Why Church Membership?
To be a member of a church is to make a public promise to live according to the Word and to support the work of the local church. In the Bible this is called a covenant. Every believer is part of the church as organism (the Spiritual Body of Christ), but only by a public promise can you be part of the church as organization. A public promise, or covenant, is the basis for all society, according to the Bible: marriage, employment, citizenship, church membership, etc., are all relationships of accountability.
Membership in a church is not like membership in a social club or other organizations. Most organization members are consumers; the organization exists to serve them.
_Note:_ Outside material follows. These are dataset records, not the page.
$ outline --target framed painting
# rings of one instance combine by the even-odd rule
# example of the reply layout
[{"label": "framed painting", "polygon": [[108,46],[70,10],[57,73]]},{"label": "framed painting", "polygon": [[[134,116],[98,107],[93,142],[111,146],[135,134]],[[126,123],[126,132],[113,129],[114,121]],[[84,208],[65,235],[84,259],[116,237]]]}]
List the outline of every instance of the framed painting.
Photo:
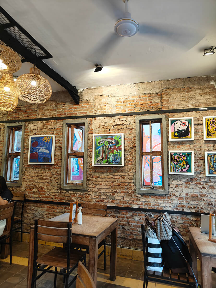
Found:
[{"label": "framed painting", "polygon": [[194,140],[194,117],[169,118],[170,141]]},{"label": "framed painting", "polygon": [[206,176],[216,176],[216,152],[205,152]]},{"label": "framed painting", "polygon": [[169,174],[193,175],[194,151],[169,150]]},{"label": "framed painting", "polygon": [[92,166],[123,166],[124,134],[93,134]]},{"label": "framed painting", "polygon": [[29,136],[28,164],[54,164],[55,139],[54,135]]},{"label": "framed painting", "polygon": [[216,116],[203,117],[204,140],[216,140]]}]

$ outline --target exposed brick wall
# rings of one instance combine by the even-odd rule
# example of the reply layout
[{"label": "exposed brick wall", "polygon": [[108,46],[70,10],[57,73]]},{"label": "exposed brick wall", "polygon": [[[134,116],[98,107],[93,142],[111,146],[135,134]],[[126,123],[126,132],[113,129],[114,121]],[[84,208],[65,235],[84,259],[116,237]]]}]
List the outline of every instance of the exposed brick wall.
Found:
[{"label": "exposed brick wall", "polygon": [[[84,89],[79,91],[80,103],[74,104],[66,91],[54,92],[43,104],[19,102],[15,110],[1,112],[1,120],[64,116],[75,116],[216,106],[216,88],[213,76],[173,79]],[[160,113],[160,112],[159,112]],[[194,150],[194,175],[169,175],[169,193],[164,196],[137,194],[136,190],[135,116],[88,118],[87,189],[86,191],[60,189],[62,143],[62,120],[26,122],[25,131],[22,185],[12,191],[24,192],[29,199],[70,202],[104,202],[115,206],[213,212],[215,206],[216,177],[206,177],[204,151],[214,151],[215,141],[204,141],[202,117],[216,111],[200,111],[166,114],[168,141],[169,117],[194,117],[194,141],[168,142],[169,150]],[[4,124],[0,124],[0,161],[3,144]],[[92,134],[123,133],[125,137],[125,166],[95,167],[92,165]],[[56,144],[54,164],[27,164],[29,136],[54,134]],[[68,211],[69,207],[26,203],[24,229],[28,231],[36,217],[50,218]],[[111,210],[111,217],[120,219],[118,245],[141,248],[140,224],[144,214]],[[154,216],[156,215],[154,215]],[[199,217],[171,215],[173,223],[187,237],[188,225],[200,225]]]}]

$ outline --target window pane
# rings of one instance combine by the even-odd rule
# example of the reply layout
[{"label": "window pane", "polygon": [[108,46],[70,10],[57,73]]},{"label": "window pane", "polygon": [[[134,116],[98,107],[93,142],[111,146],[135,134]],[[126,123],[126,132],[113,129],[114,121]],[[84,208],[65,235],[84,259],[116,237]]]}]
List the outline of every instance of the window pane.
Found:
[{"label": "window pane", "polygon": [[21,150],[21,140],[22,138],[22,132],[20,131],[15,131],[14,137],[14,151],[16,152],[20,152]]},{"label": "window pane", "polygon": [[11,180],[19,180],[19,170],[20,169],[20,156],[14,158],[12,168]]},{"label": "window pane", "polygon": [[152,157],[153,175],[152,183],[154,186],[162,186],[162,170],[161,156]]},{"label": "window pane", "polygon": [[150,152],[150,130],[149,124],[142,125],[143,152]]},{"label": "window pane", "polygon": [[152,151],[161,151],[160,123],[151,123]]},{"label": "window pane", "polygon": [[82,151],[82,130],[75,128],[73,129],[73,150]]},{"label": "window pane", "polygon": [[150,186],[150,156],[143,156],[143,185]]},{"label": "window pane", "polygon": [[83,158],[71,157],[71,180],[82,181],[83,180]]}]

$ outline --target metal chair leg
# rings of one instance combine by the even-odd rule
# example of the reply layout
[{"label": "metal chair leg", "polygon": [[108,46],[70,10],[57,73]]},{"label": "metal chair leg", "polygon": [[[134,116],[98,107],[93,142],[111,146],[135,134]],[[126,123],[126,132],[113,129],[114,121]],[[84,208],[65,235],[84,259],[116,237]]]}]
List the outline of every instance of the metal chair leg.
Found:
[{"label": "metal chair leg", "polygon": [[106,270],[106,240],[104,241],[104,244],[103,245],[104,252],[103,252],[103,270],[105,271]]}]

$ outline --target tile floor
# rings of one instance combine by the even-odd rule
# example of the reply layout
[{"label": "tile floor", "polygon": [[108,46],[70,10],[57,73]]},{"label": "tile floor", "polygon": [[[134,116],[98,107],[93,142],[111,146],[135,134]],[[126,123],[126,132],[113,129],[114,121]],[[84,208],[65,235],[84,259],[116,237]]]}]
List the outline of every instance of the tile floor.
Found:
[{"label": "tile floor", "polygon": [[[39,252],[41,255],[47,253],[54,247],[39,245]],[[29,243],[14,242],[13,245],[12,264],[10,265],[9,257],[0,259],[1,288],[26,288],[29,254]],[[103,270],[103,257],[98,259],[97,287],[97,288],[142,288],[143,285],[143,263],[141,261],[117,258],[116,278],[115,282],[109,280],[110,257],[107,256],[107,270]],[[88,263],[88,262],[87,262]],[[74,272],[75,274],[76,271]],[[216,287],[216,274],[212,273],[212,288]],[[72,276],[70,276],[71,278]],[[37,281],[36,288],[52,288],[53,286],[54,275],[46,273]],[[199,277],[199,283],[200,283]],[[57,277],[57,288],[64,288],[63,276]],[[75,288],[75,283],[71,286]],[[155,282],[149,282],[148,288],[176,288]]]}]

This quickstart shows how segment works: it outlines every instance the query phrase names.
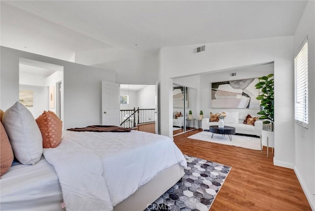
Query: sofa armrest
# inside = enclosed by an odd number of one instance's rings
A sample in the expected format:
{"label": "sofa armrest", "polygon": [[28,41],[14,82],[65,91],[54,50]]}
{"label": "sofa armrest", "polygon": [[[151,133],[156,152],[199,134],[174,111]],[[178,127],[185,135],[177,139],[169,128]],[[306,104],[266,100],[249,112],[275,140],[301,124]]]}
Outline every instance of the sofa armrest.
{"label": "sofa armrest", "polygon": [[[209,122],[209,118],[204,118],[203,119],[202,119],[202,121],[201,122],[202,123],[202,128],[203,129],[205,130],[205,128],[206,128],[207,127],[207,124]],[[209,128],[208,128],[209,129]]]}
{"label": "sofa armrest", "polygon": [[262,130],[262,120],[258,119],[255,121],[254,123],[255,131],[260,132]]}

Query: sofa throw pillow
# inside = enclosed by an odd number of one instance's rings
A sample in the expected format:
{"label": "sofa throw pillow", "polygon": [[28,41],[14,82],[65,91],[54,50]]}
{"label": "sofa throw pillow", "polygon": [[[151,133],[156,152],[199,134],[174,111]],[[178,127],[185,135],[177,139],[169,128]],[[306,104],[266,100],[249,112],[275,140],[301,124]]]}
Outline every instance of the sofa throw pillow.
{"label": "sofa throw pillow", "polygon": [[44,111],[36,119],[43,138],[43,148],[55,148],[61,142],[63,122],[53,112]]}
{"label": "sofa throw pillow", "polygon": [[9,138],[6,134],[4,127],[0,123],[0,176],[3,175],[9,170],[14,156],[12,150]]}
{"label": "sofa throw pillow", "polygon": [[177,117],[180,117],[181,116],[182,116],[182,111],[175,112],[175,119],[177,119]]}
{"label": "sofa throw pillow", "polygon": [[251,114],[249,113],[248,114],[247,114],[247,116],[246,116],[246,117],[245,117],[245,119],[244,119],[244,122],[243,122],[243,123],[247,124],[247,120],[250,118],[252,118],[252,116],[251,116]]}
{"label": "sofa throw pillow", "polygon": [[16,102],[4,112],[2,122],[16,159],[25,165],[38,162],[43,152],[41,134],[26,107]]}
{"label": "sofa throw pillow", "polygon": [[219,122],[219,117],[218,116],[219,115],[218,113],[216,113],[214,114],[212,112],[210,112],[210,122]]}
{"label": "sofa throw pillow", "polygon": [[224,122],[227,123],[238,123],[238,112],[229,112],[224,118]]}
{"label": "sofa throw pillow", "polygon": [[0,122],[2,123],[2,117],[3,116],[3,114],[4,113],[4,111],[0,109]]}
{"label": "sofa throw pillow", "polygon": [[247,124],[251,125],[254,125],[255,122],[258,119],[258,117],[255,117],[252,118],[249,118],[247,120]]}

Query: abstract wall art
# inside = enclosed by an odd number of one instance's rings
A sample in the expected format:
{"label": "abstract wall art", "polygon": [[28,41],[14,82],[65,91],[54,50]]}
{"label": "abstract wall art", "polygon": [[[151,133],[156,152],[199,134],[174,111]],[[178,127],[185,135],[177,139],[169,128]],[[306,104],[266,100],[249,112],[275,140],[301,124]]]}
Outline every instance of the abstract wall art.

The Church of Christ is a completely different community – membership means ministry and service, going from being a consumer to becoming a provider of God’s love and care to others. At Lakeshore, we take seriously that we are a church not for ourselves, but for others.
We therefore encourage all those who call Lakeshore their church home to become official members.
Why Formal Membership in a Church?
Biblical Reasons for joining a church
1. You have the benefit of receiving the care of, and being accountable to, spiritual leaders.
Every believer must “obey your leaders and submit to them, for they are keeping watch over your souls” (Hebrews 13:17). This command assumes that you have a covenant with certain spiritual leaders. They are responsible for you and you to them. Some people may say, “I am accountable only to God.” Ultimately, only God has authority over you. But the doctrine of sin should sober us about making ourselves the sole judges over our own hearts, “The heart is deceitful above all things and beyond cure. Who can understand it?” (Jeremiah. 17:9). Hebrews 3:13 says we need others to exhort us “daily” so we do not become hardened by sin.
2. You have the benefits of the church procedures to shape the ministry of the congregation.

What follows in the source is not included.